Evin yalnızlık hali...
Bahadır Baruter, Galeri x-ist’teki “Evim, Evim, Güzel Evim” sergisinde, ev içlerindeki yaşamı sorguluyor.
Aslı Uluşahin/CumhuriyetBahadır Baruter’in “Evim, Evim, Güzel Evim” sergisindeki, üst/orta sınıfı yansıttığı resimlerinde, güzel mobilyalı fonlarda, odakta kadınlar var. Bazen de çocuklar.
Kocaman gözlerinde türlü ifadelerle, göz göze geldikleri izleyiciye soruyorlar: O bildik eşiğin ardındaki yaşam, sahiden güzel mi?
“Belki de güzel değildir” diyor Baruter: “İlişkinin aileye dönüşmesi, evlilik, çocuk sahibi olmak, konforlu yaşam... Reklamlarda, dizilerde bunların pozitif olduğu gösterilir. Ama o konforun içinde, can acıtıcı, evhamlı, depresif, tedirgin, hatta tekinsiz bir hal vardır. Çünkü o her an kırılabilir. Adam başka bir yere gidebilir, kadın yorulabilir, manevi olarak ev yıkılabilir. Çocuk oradan ‘büyük adam’ olarak çıkmayabilir. Bütün bunların sebebi de yine o evdir.”
Odakta kadınların olmasının iki nedeni var. Baruter’e göre, huzur, güven, kendini koruma arayışı ve daha güzel olmaya yönelik kişilik dünyasıyla, evin ruhunu kadınlar temsil ediyor.

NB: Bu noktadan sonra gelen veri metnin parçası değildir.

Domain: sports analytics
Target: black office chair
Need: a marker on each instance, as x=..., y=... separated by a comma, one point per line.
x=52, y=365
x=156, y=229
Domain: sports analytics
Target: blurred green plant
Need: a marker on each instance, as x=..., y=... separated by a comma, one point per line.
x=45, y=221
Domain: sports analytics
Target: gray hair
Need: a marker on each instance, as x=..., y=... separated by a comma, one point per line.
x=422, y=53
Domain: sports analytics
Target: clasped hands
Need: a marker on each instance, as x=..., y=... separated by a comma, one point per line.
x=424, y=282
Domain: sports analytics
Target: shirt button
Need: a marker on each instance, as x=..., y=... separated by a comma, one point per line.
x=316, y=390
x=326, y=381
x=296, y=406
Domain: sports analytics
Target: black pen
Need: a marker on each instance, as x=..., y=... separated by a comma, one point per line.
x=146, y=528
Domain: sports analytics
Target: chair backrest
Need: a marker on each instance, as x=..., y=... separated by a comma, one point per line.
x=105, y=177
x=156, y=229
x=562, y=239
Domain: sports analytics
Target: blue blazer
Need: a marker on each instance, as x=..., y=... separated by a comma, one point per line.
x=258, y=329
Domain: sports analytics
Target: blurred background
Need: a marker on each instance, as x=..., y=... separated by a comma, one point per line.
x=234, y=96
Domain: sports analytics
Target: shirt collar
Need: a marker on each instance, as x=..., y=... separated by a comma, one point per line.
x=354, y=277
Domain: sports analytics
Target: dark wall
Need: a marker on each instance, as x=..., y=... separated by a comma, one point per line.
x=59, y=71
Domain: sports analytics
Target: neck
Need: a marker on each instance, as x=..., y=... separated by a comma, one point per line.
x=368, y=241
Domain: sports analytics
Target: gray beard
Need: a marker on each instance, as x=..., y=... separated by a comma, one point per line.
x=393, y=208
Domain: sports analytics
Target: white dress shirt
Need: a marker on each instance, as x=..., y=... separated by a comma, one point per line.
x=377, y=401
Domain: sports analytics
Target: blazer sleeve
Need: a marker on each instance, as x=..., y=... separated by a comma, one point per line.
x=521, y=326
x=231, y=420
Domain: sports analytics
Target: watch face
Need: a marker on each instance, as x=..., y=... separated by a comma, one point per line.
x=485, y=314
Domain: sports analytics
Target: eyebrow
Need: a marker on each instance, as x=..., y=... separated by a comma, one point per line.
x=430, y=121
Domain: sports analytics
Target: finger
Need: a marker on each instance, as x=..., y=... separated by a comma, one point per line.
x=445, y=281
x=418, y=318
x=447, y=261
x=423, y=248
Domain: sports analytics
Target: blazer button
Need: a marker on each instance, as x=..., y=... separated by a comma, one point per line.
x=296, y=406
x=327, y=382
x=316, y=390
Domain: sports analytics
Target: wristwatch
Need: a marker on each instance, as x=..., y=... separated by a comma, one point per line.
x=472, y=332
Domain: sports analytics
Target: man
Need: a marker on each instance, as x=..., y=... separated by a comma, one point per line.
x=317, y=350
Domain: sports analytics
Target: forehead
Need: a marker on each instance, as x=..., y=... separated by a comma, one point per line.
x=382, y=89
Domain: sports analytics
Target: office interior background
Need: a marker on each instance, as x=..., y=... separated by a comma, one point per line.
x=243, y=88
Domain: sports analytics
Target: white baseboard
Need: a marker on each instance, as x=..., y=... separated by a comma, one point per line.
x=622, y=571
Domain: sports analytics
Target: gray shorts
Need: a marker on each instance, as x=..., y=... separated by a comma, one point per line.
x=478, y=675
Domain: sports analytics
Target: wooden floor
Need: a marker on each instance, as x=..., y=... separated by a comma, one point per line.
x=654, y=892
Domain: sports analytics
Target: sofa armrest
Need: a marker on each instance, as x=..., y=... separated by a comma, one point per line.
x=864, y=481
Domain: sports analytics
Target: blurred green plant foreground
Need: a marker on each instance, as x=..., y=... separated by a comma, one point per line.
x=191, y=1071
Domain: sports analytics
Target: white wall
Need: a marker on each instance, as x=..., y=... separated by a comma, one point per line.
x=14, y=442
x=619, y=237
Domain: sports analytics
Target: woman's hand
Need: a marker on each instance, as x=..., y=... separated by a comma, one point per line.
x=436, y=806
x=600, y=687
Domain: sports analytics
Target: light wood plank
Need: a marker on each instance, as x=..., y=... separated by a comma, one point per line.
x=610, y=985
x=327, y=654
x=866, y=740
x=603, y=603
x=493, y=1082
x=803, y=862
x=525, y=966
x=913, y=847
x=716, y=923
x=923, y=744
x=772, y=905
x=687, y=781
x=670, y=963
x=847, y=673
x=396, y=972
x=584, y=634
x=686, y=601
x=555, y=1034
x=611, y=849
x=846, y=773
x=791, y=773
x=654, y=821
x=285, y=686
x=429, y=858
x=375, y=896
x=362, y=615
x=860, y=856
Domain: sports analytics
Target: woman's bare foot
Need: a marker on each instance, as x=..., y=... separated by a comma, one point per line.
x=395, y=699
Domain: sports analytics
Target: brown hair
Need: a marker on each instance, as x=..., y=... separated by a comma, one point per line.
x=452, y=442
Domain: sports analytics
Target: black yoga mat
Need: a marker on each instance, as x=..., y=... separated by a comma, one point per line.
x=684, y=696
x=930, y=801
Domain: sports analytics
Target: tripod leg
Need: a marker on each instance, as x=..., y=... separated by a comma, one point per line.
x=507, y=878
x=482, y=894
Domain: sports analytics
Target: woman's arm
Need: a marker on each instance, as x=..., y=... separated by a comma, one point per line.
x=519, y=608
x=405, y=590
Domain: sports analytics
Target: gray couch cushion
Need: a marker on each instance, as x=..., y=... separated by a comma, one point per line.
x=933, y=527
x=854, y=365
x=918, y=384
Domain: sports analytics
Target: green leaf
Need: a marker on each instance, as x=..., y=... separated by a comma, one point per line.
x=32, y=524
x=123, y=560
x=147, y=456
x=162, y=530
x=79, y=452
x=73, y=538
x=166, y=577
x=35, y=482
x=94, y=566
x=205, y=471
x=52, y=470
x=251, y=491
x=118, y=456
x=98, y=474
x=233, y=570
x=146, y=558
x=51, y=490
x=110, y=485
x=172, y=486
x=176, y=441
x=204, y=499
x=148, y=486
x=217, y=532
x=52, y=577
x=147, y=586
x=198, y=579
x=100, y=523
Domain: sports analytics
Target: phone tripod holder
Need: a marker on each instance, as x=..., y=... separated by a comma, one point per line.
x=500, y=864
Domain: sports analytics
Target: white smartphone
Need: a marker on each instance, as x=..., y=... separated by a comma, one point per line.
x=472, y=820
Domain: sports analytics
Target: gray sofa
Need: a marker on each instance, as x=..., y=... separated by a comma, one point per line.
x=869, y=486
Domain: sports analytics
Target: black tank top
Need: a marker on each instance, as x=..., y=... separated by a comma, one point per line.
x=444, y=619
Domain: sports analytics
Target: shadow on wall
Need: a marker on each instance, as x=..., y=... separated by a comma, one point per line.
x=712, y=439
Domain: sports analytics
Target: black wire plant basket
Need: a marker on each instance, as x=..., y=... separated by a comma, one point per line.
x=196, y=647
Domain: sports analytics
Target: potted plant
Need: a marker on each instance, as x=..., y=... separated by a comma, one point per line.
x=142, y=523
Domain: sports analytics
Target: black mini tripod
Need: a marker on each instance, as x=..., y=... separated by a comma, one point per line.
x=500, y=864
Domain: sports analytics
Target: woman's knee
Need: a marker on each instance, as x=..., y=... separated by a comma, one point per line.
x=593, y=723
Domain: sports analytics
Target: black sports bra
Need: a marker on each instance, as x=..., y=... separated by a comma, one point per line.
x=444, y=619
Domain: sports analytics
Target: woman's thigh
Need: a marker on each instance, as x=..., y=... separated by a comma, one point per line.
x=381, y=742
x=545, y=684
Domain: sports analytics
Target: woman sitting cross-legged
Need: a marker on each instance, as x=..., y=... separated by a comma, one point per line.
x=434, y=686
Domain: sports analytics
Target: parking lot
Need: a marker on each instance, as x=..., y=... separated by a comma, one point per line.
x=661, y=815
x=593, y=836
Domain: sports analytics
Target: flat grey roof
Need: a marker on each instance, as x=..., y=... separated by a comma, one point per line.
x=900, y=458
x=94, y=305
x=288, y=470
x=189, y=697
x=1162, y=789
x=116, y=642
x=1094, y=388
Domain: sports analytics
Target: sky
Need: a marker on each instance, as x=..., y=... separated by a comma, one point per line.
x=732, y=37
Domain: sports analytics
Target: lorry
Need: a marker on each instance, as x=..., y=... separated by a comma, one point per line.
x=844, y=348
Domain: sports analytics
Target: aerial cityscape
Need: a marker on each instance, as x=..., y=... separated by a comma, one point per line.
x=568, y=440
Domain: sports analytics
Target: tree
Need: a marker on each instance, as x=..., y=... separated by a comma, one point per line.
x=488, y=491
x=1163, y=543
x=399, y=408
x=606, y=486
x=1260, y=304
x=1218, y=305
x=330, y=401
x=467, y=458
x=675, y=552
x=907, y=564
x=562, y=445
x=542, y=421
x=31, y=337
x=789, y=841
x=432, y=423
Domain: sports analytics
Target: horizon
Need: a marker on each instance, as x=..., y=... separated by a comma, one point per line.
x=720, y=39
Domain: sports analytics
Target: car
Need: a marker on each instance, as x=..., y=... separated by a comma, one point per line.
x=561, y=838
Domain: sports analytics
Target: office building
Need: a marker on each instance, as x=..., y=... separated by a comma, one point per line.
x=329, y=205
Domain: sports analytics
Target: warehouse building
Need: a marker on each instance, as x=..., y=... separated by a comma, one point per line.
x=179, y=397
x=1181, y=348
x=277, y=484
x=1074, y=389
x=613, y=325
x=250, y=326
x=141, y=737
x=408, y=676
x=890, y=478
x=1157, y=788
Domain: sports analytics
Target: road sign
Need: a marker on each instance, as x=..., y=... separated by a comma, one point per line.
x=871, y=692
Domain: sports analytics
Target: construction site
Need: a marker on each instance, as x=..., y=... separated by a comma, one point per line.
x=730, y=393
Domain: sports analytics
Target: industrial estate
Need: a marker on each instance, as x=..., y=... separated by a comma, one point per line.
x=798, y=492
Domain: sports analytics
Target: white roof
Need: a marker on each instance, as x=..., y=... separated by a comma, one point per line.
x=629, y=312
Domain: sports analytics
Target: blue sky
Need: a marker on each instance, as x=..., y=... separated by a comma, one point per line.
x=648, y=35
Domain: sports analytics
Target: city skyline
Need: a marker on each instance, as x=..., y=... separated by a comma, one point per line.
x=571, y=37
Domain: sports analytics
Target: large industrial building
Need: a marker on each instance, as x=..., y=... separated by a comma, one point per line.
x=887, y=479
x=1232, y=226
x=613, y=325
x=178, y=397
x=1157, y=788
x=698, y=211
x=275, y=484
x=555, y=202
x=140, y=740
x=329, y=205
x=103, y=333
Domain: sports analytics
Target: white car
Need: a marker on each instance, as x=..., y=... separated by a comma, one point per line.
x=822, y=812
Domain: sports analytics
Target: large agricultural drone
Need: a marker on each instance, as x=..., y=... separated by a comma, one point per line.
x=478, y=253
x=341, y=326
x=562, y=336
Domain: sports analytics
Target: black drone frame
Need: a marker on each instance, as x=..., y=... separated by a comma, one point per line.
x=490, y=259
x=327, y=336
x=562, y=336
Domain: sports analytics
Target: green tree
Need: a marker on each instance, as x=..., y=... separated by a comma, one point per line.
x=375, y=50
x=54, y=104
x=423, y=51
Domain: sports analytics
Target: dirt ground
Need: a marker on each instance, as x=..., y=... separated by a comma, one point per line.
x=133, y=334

Diğer tarafta “Kadın, büyük bir mutluluğa, başarıya, özgüvene ulaştığını düşündüğü noktada; genç kızlığından beri yönetildiği o finale gelinliğiyle vardığında ve bir evin kadını, bir kocanın eşi, bir çocuğun annesi olduğunda, aslında bizim bilmediğimiz büyük bir yükün, sorumluluğun, endişenin de sahibi oluyor.”
Ev içlerindeki yaşamın artık pek güzel olmamasının sorumlusu yaşadığımız çağ. Bahadır Baruter, evlerin artık ihtiyaçlarla değil, özlemlerle süslendiğini söylüyor: “Yapay çiçekler arasında, zoraki bir tabiilik arayışı. Manzarayla avunuyoruz. Manzara bizim için ancak parayla satın alınabilecek bir özlem. En güzel yerlerde bile aslında hapishanedeyiz. Dolayısıyla ev azap, ev yalnızlık.”
Bu çağ, elbette, mutsuzluğu bastıracak önlemler de geliştiriyor: “Antidepresanlar, alışveriş merkezleri, şahane bir araba... Yaralarımızı örtecek olağanüstü dev plasterler var. Biz bunları birbirimiz için üretiyor ve birbirimizin üzerinde çok beğeniyoruz.”
Bahadır Baruter eserlerini günde 15 saat çalışarak kerelerce çizilen ayrıntılı eskizlerden son haline gelene kadar, uzun bir süreçte tamamlıyor. İsteği, “Düşten alınmış fotoğraflar yaratmak. Hem masalsı, hem rüyalı, hem de bir tiyatro sahnesiyle karşı karşıya kalınmış gibi sahici.”
Belli ki, resimlerindeki psikanalitik boyut, hikâyeyi aktarırken düş ile gerçek arasında kurduğu bu bağla oluşuyor.
Anlatım tonunu ise “yumuşak ve zarif” diye tarif ediyor ressam. Ne ki, “Michael Haneke filmlerindeki gibi sinsi bir gerilim” tablolardaki o bakışlardan taşıp karşısındakinin içine işliyor.
“Evim, Evim, Güzel Evim” sergisi, 24 Mayıs’a kadar İstanbul Nişantaşı’nda Galeri x-ist’te.